Sur le plan économique, les conséquences de la crise ne vont pas disparaître aussi rapidement qu’on pourrait l’espérer. C’est très prudemment que l’OCDE vient de revoir ses prévisions de croissance à la hausse. Dans son rapport de décembre, très justement intitulé «Faire de l’espoir une réalité2», l’Organisation table bien sur un «retour à la normale» pour 2022. Cependant, les séquelles de la crise menacent de perdurer: en 2022, le taux de chômage dans les pays membres pourrait bien rester supérieur à son niveau de 2019. La détérioration générale des finances publiques continuera de peser sur la reprise. L’accroissement des dettes – même en grande partie soulagées par l’intervention des banques centrales – contraindra les Etats les plus exposés à une remise en ordre progressive de leurs comptes. Assez logiquement, à mesure que la croissance prendra le relais, les moyens budgétaires et monétaires s’amenuiseront. Or, la question est de savoir quand et comment ces soutiens pourront être retirés sans risquer de faire rechuter l’activité. En d’autres termes, lorsqu’il reviendra aux forces du marché de faire le tri entre les entreprises viables et les zombies, le socle économique et social sera-t-il suffisamment solide pour absorber le choc de la mutation déjà à l’œuvre, et que la pandémie a accéléré. Le sous-emploi qui menace de rester élevé, l’incertitude persistante quant à l’ouverture des frontières, vont peser durablement sur certains secteurs et pays, fragilisant les plus précaires d’entre nous. Sur le plan sanitaire, on ne peut exclure le risque d’une troisième vague, ou d’autres répliques telles que les mutations du virus. Aussi n’est-il pas impossible que nous assistions à une reprise en accordéon, hésitante et disparate.
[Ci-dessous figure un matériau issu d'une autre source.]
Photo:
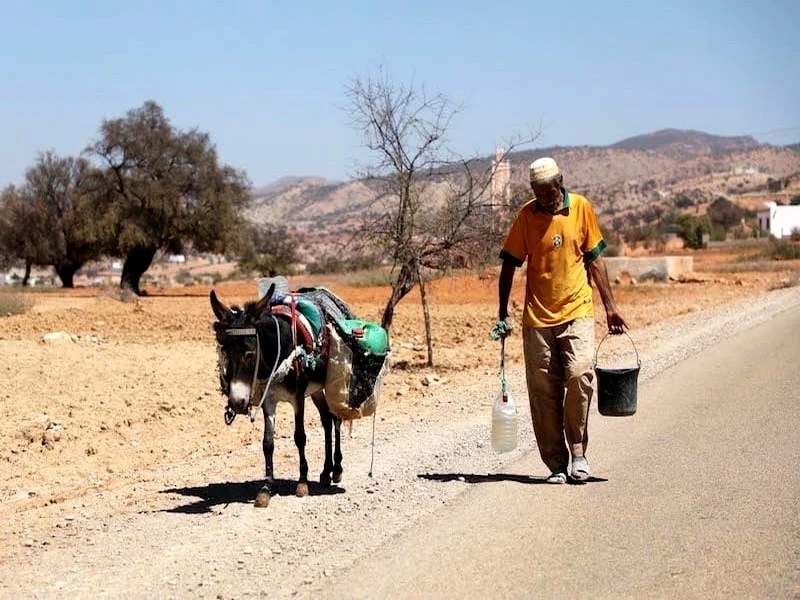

A mesure que les entraves sont levées, les Etats devront à la fois se montrer plus parcimonieux et plus généreux: le ciblage plus précis et effectif en direction des plus fragiles devra se concrétiser clairement par un nouveau recul la pauvreté. Alors que les enjeux climatiques et de biodiversité sont désormais mieux reconnus, la société en mal de productivité aura certainement besoin de compter sur assez de latitude et de flexibilité pour se redéployer.